Different insurers have different approaches to whether or not they will allow a house that has been cash settled to be sold in its unrepaired state. Some insurers will not settle a claim on a badly damaged but repairable house unless the owner can provide a structural engineer's report showing that the property can still be lived in - and that any recommended repairs have been completed. They may also want a structural engineer's report following the completion of those works. Those insurance companies will also require an estimate of the salvage costs, and will reduce their offer by that estimated amount.
Where insurance companies are willing to cash settle a badly damaged house so that the owner can buy a replacement property and not repair the damaged property, there are various considerations for buyer and seller.
If you're buying a property which has been cash settled but not repaired, you will need to do a fairly detailed due diligence investigation.
These properties will generally not be insured, because most insurance companies will cancel the insurance on the property as one of the conditions of making a cash settlement. You need to consider if you are prepared to buy a property that cannot be insured. For example, generally only "cash" buyers will be able to consider purchasing an uninsured, badly damaged house, as most banks will not lend on an uninsured property.
As there will be no insurance on the property, a buyer needs to be aware that they will be personally responsible if the property causes damage to another party's property. This is called third party liability and is normally covered under a standard house insurance property. If any part of the house or property caused damage (i.e. through a fire or part of the house collapsing) to a neighbouring property or person, the owner of the uninsured property will need to pay to fix any damage themselves.

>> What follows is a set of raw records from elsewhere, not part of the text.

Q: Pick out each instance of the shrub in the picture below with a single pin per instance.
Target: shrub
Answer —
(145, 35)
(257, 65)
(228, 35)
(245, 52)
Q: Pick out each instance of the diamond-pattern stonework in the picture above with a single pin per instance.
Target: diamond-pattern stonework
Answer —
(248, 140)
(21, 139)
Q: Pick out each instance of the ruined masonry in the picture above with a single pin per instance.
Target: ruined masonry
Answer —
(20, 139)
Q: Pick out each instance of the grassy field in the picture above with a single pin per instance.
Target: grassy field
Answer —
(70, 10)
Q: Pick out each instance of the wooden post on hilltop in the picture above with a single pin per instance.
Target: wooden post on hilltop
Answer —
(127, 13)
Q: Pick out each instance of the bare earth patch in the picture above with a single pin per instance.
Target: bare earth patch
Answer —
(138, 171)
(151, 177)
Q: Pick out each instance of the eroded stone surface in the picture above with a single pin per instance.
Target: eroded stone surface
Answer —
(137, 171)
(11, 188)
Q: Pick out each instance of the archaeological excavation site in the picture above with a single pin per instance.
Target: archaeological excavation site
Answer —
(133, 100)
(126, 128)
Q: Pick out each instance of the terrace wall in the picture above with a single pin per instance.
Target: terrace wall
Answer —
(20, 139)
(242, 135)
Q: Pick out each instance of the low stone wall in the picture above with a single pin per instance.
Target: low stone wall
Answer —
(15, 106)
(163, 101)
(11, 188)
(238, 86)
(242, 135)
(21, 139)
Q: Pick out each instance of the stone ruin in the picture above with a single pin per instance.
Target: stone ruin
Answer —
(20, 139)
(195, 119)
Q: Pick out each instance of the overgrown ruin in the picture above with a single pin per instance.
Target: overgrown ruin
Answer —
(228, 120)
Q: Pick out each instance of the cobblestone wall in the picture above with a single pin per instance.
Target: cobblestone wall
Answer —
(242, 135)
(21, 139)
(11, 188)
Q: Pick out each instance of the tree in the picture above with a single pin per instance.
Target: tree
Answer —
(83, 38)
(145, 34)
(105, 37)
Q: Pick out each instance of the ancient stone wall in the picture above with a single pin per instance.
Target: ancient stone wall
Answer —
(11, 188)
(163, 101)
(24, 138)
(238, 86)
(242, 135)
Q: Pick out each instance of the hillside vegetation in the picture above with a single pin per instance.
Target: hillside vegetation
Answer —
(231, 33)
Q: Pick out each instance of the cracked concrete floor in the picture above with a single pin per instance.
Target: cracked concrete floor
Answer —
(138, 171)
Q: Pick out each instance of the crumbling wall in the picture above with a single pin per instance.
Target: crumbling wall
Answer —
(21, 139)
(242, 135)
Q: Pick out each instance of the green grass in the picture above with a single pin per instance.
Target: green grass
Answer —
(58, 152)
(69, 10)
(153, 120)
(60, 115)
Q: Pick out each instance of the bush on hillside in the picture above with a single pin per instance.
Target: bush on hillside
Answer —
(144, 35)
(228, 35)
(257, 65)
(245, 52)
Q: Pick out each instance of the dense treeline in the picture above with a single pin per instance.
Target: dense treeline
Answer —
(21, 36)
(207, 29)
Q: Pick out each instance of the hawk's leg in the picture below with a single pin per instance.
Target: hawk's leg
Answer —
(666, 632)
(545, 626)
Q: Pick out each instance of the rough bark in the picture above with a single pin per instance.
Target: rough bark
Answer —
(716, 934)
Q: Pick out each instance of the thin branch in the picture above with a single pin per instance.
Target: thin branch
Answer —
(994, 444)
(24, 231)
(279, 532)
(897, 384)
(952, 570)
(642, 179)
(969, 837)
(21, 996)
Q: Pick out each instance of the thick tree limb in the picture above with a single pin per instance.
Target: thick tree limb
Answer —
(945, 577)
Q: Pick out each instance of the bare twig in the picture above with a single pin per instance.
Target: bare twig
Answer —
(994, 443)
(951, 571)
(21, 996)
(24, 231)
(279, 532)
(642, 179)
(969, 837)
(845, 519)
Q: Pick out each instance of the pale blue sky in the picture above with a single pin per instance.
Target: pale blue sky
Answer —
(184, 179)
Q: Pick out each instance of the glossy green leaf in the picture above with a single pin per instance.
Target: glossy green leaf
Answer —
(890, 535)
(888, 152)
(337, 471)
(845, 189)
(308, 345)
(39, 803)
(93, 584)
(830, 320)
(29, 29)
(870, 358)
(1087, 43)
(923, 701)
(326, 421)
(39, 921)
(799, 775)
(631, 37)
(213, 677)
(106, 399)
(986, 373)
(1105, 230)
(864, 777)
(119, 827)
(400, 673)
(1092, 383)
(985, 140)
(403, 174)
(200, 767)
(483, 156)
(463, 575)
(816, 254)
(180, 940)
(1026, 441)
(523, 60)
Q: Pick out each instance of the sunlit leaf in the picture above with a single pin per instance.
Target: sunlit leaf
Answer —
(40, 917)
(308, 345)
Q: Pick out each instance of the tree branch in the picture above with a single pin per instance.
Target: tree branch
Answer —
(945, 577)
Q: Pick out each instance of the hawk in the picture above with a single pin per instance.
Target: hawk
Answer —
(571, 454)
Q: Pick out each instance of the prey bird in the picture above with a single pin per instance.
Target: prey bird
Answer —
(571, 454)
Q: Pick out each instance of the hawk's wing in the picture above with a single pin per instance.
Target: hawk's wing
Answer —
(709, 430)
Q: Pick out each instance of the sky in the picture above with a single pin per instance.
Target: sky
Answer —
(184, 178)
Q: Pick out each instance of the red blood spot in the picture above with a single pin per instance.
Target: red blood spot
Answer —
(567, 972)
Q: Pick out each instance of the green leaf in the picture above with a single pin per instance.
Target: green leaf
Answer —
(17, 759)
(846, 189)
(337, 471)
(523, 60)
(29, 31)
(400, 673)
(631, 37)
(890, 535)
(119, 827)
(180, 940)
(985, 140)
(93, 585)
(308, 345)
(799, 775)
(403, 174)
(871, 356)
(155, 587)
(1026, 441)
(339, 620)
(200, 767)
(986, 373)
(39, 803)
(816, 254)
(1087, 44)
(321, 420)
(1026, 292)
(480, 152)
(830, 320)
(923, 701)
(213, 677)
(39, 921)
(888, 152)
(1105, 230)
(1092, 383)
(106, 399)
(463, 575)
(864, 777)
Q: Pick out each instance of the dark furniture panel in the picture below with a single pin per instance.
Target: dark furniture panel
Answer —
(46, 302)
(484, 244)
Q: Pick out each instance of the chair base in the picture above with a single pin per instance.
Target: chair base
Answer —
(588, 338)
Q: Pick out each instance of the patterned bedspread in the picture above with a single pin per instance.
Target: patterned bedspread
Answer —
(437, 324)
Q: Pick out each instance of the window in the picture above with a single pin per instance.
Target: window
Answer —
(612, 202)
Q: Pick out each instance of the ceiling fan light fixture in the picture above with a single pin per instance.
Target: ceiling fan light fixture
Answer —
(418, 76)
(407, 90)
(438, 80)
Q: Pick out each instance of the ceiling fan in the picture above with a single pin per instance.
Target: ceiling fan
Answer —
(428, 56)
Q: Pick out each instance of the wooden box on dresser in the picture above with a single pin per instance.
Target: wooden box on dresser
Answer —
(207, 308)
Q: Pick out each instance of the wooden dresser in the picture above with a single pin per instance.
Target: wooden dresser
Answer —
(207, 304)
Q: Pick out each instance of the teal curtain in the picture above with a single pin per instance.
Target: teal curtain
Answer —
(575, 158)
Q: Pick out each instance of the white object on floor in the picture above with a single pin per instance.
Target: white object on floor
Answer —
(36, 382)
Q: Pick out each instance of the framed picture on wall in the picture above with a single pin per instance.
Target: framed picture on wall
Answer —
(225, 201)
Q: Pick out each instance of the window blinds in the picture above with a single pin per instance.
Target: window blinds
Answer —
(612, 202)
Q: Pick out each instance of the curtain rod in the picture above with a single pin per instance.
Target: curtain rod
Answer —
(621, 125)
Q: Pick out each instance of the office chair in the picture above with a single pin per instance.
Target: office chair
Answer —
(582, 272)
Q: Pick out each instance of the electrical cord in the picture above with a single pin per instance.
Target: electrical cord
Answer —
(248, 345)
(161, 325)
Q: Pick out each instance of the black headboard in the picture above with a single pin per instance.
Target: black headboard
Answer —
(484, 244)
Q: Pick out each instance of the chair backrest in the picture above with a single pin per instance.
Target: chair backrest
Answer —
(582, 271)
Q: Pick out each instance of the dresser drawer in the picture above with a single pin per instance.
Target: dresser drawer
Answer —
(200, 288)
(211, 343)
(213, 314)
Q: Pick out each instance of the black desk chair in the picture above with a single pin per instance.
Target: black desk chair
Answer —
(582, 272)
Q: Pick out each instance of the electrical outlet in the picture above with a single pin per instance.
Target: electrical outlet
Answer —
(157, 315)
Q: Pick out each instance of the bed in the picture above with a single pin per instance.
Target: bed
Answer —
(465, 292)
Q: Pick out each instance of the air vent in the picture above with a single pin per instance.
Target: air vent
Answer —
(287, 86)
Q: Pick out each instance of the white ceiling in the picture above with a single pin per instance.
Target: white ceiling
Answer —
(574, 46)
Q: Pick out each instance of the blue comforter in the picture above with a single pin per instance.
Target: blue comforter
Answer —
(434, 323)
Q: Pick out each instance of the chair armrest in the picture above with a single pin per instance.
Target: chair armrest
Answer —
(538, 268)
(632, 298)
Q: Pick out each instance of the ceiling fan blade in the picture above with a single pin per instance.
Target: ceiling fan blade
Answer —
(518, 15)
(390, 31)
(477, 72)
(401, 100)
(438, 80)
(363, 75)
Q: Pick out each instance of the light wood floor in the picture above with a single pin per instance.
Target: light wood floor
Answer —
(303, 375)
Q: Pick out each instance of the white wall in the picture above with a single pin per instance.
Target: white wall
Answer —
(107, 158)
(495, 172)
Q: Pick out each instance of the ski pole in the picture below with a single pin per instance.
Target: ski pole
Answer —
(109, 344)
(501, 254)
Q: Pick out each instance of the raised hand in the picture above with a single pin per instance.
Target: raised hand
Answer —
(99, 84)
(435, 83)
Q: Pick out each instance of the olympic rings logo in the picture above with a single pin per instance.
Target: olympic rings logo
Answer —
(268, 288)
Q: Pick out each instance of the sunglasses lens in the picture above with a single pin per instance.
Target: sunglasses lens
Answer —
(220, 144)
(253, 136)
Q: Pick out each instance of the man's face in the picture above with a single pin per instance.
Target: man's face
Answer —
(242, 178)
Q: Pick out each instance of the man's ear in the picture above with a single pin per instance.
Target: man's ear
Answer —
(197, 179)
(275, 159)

This also means that if you are looking at buying a property that is being sold without insurance, it could be be substantially damaged. This means you will need to be satisfied about the true extent of the damage, and whether it is actually safe to occupy - together with any costs required to make it safe to occupy.
You'll also need to consider whether there is any land damage. We strongly recommend that you obtain a geotechnical report to determine the likelihood of being able to rebuild a new house in the future. You will also need to consider whether there is an Earthquake Commission land claim relating to the property that you should take over.
Additionally, there will be considerations surrounding renting a damaged property to a third party, which we will discuss next week.
In the long term, a buyer will also need to think about the future of the property, whether that be selling the property in the same state as it was bought, or subsequent development of the land. In the current climate, it may still be difficult to insure a replacement house on the same site if there has not been insurance for some time, although it is becoming easier to obtain insurance as time passes.
A seller of a property which has been cash settled but not repaired will need to ensure that their insurance company is aware of their plans, and also that they approve of the seller continuing with the sale.
In a repairable house, the insurer should not retain salvage rights in terms of the parts of the house that have not been included in the scope of works. But in a house that has been deemed a total loss (and so will be rebuilt), the insurance company would normally retain the salvage rights. If you're a seller, you should get legal advice about your settlement agreement with your insurer.
A settlement agreement will normally contain provisions that mean the seller of the property indemnifies the insurer for any damage caused due to the house not being demolished. A seller should pass that indemnity on to the buyer of the property as it will be the buyer that takes on any responsibility to demolish the property.
Most cash settled properties on the market that we have encountered have been sold privately, as some real estate agents understandably have special requirements before they will list a cash settled property. This means that the seller could be marketing the property themselves, and care needs to be taken to ensure that the property is not misrepresented to any prospective buyers.
You'll need to have the agreement drawn up by your lawyers, and the agreement will need to have special clauses dealing with the state of damaged buildings. In particular, a seller of a property which has been cash settled but not repaired or demolished should seek legal advice to ensure that clauses are added to the agreement that record the state of the property, clarify responsibility for demolition, and deal with statutory liabilities for unsafe or unsanitary buildings.
You can still buy the worst property on the best street, but only with tailored advice and thinking through the issues before you commit to sell or buy.
What to think about when buying an uninsured, unrepaired home in Canterbury:
Will the insurance company allow you to sell the property with the damaged house on it?
Do you understand the statutory obligations around safe and sanitary houses?
Is the house safe to live in, and what works would be required to ensure it is safe?
Are you prepared to pay for any expenses if your property causes damage to a third party or their property?
Who is responsible for demolition?
Is there any land damage, or any Earthquake Commission claims relating to the land that need to be taken into account?
Have you had legal advice to ensure that the clauses in the agreement provide protection to you as the buyer or seller?
The content of this article is intended to provide a general guide to the subject matter. Specialist advice should be sought about your specific circumstances.